The moving average prices can be calculated for a streaming time series of prices \(p_i\).
The Simple Moving Average (SMA) price \(p^{SMA}_i\) is the average of the past prices \(p_{i-j}\) over a look-back window of length \(L\):
\[{\normalsize p^{SMA}_i = \frac{1}{L} \sum\limits_{j=0}^{L-1} p_{i-j}}\] The parameter \(L\) is equal to the length of the look-back window.
The drawback of the SMA is that it applies the same weight to the recent and past prices. Its calculation also requires maintaining a buffer (queue) of past prices, with the length equal to the parameter \(L\).
The Exponential Moving Average (EMA) price \(p^{EMA}_i\) is calculated using a decay factor \(\lambda\) and the recursive formula:
\[{\normalsize p^{EMA}_i = \lambda p^{EMA}_{i-1} + (1-\lambda) p_i}\]
The above recursive formula can be expressed as a series:
\[{\normalsize p^{EMA}_i = (1-\lambda) \sum\limits_{j=0}^{\infty} {\lambda}^j p_{i-j} = (1-\lambda) (p_i + \lambda p_{i-1} + \lambda^2 p_{i-2} + \ldots)} \] The formula is called exponential because the decay factor \(\lambda\) is raised to the power of \(j\), so the weights \(\lambda^j\) decrease exponentially as \(j\) increases.

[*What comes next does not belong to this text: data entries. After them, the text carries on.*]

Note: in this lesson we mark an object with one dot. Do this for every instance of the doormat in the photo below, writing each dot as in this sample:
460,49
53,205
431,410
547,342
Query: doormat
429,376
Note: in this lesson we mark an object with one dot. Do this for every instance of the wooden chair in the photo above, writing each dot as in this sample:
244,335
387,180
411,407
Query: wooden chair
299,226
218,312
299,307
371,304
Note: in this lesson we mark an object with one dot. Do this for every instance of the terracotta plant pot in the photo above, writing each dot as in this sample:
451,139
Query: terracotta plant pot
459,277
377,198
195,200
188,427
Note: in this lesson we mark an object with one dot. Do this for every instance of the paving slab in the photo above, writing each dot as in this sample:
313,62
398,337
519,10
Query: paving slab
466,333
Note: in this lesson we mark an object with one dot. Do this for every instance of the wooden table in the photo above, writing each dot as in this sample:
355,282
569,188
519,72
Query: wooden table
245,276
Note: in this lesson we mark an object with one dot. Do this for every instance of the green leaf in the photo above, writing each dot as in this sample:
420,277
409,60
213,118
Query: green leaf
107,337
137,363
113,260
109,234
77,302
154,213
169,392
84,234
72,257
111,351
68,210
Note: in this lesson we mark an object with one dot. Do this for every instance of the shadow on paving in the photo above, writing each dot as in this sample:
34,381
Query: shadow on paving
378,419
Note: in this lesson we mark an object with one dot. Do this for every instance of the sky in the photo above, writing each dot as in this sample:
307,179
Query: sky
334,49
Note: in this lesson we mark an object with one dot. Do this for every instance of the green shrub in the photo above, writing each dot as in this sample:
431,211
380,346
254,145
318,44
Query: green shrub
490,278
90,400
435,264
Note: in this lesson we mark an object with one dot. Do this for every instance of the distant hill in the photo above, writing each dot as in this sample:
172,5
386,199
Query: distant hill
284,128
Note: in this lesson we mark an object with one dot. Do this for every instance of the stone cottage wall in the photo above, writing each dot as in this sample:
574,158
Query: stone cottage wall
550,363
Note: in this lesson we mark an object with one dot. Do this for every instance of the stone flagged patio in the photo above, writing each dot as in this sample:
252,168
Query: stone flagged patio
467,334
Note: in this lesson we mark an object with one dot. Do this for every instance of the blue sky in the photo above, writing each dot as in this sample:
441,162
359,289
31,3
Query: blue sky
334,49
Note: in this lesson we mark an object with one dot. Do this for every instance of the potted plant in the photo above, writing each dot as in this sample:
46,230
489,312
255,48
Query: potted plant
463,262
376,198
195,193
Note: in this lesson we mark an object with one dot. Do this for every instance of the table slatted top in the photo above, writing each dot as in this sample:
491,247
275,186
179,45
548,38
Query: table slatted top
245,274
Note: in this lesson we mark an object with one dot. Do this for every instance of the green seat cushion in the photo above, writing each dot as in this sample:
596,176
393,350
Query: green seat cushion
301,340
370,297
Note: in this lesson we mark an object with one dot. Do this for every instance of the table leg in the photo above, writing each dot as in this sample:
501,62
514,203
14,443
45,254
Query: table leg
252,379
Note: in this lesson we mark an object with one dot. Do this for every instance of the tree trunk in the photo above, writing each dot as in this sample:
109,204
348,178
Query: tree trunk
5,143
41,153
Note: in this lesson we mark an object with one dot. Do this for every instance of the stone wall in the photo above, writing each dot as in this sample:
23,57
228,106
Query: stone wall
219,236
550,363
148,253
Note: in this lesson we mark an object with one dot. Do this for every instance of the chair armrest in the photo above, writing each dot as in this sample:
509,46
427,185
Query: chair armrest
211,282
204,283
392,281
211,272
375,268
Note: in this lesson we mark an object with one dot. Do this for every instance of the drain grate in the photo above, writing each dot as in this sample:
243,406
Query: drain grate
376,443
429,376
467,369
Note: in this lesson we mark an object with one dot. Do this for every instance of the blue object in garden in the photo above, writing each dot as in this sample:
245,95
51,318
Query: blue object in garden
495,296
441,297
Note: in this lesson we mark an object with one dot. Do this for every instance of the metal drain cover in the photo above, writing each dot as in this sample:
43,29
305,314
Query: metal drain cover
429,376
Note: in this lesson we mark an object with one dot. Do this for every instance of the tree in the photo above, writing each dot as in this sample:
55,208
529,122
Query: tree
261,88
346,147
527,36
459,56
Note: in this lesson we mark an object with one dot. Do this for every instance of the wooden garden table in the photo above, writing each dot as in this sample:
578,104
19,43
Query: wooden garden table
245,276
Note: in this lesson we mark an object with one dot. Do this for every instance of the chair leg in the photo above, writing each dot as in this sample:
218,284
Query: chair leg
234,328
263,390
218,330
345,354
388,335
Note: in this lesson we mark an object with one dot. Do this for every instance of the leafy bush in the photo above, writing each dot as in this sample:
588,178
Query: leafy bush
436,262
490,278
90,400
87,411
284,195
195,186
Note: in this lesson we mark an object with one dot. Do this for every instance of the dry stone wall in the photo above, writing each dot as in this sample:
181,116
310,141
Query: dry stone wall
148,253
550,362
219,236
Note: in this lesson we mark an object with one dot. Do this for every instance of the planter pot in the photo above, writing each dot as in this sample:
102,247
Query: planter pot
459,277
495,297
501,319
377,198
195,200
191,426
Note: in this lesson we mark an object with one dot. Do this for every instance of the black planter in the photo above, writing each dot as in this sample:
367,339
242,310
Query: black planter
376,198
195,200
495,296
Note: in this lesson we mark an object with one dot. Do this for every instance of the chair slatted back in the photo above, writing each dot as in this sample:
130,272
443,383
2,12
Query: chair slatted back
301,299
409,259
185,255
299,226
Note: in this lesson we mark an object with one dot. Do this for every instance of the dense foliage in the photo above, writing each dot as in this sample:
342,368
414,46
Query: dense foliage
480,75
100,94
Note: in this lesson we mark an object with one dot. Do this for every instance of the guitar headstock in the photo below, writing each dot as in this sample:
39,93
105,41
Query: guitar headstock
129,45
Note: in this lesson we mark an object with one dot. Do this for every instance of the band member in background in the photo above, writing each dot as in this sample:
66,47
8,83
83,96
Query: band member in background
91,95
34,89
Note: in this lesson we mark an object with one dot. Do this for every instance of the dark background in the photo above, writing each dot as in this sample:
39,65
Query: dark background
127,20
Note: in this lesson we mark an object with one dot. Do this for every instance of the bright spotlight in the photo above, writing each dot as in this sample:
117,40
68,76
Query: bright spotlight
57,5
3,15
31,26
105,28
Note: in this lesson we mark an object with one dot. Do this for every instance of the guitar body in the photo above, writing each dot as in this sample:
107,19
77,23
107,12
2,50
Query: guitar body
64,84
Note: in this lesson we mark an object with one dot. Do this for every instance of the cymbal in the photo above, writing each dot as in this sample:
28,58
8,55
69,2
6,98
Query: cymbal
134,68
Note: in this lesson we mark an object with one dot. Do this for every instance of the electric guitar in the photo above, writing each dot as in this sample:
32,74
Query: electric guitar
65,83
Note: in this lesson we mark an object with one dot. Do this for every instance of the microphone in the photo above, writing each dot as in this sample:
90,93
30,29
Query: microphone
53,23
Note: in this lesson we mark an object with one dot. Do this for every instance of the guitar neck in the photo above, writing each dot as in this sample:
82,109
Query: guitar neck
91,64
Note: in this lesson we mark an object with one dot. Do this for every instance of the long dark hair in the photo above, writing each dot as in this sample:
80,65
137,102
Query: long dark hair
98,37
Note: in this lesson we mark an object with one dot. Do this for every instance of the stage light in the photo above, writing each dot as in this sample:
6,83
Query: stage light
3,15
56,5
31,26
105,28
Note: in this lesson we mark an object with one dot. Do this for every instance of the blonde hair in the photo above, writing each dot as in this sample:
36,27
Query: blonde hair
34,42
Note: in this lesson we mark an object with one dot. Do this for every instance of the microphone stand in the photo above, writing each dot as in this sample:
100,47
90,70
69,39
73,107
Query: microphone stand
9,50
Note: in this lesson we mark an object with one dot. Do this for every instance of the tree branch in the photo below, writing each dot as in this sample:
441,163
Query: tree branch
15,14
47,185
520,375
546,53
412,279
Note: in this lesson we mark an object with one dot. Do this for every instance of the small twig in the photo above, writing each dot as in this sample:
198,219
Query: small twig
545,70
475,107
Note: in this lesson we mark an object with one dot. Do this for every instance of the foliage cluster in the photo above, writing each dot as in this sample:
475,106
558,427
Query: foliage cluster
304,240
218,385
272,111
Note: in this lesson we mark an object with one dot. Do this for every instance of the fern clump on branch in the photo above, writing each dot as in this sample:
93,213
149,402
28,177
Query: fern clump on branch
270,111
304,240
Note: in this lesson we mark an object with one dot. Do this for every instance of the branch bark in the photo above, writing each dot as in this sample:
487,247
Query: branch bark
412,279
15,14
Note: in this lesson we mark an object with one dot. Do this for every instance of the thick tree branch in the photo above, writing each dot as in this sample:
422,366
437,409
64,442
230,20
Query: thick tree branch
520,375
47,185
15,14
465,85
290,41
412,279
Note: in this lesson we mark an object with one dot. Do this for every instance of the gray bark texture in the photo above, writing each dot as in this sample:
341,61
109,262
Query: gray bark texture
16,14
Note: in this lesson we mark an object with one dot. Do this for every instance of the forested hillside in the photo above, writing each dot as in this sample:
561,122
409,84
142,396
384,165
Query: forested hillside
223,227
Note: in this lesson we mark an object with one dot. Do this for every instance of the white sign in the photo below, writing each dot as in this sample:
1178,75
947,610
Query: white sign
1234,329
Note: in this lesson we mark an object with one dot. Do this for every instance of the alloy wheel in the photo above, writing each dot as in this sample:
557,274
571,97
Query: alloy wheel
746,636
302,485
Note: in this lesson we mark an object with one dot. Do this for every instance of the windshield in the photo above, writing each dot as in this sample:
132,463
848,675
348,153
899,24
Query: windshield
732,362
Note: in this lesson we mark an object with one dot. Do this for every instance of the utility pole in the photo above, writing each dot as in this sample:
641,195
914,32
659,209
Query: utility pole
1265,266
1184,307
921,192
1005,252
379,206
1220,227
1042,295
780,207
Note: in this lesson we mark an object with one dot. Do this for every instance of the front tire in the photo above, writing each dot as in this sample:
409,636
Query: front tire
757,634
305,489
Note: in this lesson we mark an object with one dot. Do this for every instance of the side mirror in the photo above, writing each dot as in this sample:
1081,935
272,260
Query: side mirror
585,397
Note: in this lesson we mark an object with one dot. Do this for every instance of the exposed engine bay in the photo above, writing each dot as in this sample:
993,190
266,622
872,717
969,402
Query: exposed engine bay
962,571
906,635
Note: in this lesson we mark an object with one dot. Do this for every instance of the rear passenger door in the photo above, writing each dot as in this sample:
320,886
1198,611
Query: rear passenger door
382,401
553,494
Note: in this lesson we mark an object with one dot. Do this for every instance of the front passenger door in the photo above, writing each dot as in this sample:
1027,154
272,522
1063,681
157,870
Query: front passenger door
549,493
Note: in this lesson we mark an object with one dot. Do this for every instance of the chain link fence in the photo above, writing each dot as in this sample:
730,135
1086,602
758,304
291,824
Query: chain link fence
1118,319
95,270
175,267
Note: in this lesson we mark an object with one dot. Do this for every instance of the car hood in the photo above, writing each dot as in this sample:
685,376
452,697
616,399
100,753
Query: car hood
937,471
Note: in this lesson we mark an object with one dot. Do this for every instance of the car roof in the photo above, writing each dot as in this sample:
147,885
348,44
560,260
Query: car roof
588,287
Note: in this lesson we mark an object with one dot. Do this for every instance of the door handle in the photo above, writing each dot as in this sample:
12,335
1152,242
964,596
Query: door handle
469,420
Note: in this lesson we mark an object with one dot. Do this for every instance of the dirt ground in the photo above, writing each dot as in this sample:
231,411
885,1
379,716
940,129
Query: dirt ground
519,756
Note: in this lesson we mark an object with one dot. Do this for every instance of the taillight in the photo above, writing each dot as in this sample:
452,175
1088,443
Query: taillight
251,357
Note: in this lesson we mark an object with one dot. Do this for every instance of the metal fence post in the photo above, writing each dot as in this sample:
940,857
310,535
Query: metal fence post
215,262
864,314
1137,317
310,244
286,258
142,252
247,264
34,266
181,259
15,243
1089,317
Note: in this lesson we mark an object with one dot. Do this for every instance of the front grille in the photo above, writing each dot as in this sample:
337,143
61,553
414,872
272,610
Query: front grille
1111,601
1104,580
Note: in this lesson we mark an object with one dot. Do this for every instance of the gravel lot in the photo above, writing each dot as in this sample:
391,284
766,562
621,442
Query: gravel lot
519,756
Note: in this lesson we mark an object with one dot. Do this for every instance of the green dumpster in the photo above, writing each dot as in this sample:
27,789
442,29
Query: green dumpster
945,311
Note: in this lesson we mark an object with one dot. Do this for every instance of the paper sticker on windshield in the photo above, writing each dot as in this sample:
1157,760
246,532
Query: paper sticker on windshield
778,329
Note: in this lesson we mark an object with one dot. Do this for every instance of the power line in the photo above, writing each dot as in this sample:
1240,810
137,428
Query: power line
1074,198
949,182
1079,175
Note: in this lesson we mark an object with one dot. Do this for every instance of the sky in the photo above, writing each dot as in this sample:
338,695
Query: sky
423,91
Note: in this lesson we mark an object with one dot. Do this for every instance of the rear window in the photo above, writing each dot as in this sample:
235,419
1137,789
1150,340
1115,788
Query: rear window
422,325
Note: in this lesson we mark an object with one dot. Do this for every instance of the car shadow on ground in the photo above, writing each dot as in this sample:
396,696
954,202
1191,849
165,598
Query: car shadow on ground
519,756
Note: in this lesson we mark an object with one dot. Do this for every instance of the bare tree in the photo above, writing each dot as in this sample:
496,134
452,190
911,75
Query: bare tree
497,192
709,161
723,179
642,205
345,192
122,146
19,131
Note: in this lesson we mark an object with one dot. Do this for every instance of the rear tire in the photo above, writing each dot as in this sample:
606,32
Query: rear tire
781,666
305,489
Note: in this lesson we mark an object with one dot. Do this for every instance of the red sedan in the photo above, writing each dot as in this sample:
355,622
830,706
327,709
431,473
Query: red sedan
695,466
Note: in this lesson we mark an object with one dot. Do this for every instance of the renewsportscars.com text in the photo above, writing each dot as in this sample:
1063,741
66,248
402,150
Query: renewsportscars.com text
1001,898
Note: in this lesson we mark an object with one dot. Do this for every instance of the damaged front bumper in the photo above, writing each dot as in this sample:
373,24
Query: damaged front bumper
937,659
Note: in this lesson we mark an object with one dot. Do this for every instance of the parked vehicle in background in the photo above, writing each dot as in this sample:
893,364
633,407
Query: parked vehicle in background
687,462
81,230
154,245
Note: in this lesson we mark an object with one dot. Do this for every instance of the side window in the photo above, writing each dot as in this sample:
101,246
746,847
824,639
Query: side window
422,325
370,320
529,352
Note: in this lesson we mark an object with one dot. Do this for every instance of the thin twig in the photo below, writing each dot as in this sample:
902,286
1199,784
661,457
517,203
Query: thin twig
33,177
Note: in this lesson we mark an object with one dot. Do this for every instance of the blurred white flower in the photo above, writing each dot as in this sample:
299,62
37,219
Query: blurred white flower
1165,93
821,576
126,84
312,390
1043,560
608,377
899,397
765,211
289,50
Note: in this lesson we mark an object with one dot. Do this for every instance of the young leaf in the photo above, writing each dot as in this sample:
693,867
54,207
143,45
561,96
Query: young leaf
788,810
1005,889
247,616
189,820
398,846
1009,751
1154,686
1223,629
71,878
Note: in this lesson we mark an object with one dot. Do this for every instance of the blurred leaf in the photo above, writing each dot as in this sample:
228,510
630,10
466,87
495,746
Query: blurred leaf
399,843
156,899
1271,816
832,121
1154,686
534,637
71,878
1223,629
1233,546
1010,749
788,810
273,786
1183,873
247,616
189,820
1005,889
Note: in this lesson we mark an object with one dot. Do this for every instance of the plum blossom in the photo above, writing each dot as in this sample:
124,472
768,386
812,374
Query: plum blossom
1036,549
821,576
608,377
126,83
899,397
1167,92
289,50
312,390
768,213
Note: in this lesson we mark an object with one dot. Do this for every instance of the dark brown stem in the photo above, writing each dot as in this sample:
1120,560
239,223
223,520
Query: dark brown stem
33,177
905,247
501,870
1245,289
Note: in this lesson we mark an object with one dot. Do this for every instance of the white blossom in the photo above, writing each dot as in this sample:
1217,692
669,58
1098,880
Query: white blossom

The advantage of the EMA is that it applies a greater weight to more recent prices than to past ones.
And it doesn’t forget the past prices completely - it only applies a
smaller weight to them.
The EMA calculation is also faster because there’s less computation, and
it doesn’t require maintaining a buffer (queue) of past prices.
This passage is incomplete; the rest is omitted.